I can see how that could be interesting, but I didn't enjoy it cause I saw it as a perversion of an awesome character. That's a problem writers face when they reinterpret beloved series/stories. I've hated nearly all the recent TV/movie adaptations that were based on written series I love - foundation, eye of the world, the lotr show, watchmen, come to mind. One exception was the Dune movie, which I thought was rad, even though it didn't entirely align with the way I imagined it, their interpretation was great.
With these types of shows, the TV writing will almost certainly be orders of magnitude worse since the originals were written by great authors with great imaginations. So, the more the TV writers try to innovate, the more glaring it's likely to be to fans of the originals. Plus, the innovation typically involves TV writers just ham-fistedly hacking in the drama de jour. I just can't treat the TV versions as independent from the source material when I try to watch them.
You weren’t supposed to enjoy the that part of the show. It was the bad guys who did it after all.
The show had realistic bad guys who did things that the audience is meant to have a strongly negative reaction towards.
I’d take that over cookie cutter cartoon villains any day.
And the idea that TV writers aren’t capable of good writing is total BS by the way. Check out shows like The Wire, Sopranos, Chernobyl, Succession, or Severance.

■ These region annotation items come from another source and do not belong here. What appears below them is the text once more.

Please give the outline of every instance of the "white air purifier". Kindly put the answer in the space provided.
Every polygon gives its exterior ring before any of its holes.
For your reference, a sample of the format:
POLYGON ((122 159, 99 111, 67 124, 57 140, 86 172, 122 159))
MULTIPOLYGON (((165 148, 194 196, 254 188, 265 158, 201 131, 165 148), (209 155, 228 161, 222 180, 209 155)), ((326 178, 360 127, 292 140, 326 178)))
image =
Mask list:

With these types of shows, the TV writing will almost certainly be orders of magnitude worse since the originals were written by great authors with great imaginations. So, the more the TV writers try to innovate, the more glaring it's likely to be to fans of the originals. Plus, the innovation typically involves TV writers just ham-fistedly hacking in the drama de jour. I just can't treat the TV versions as independent from the source material when I try to watch them.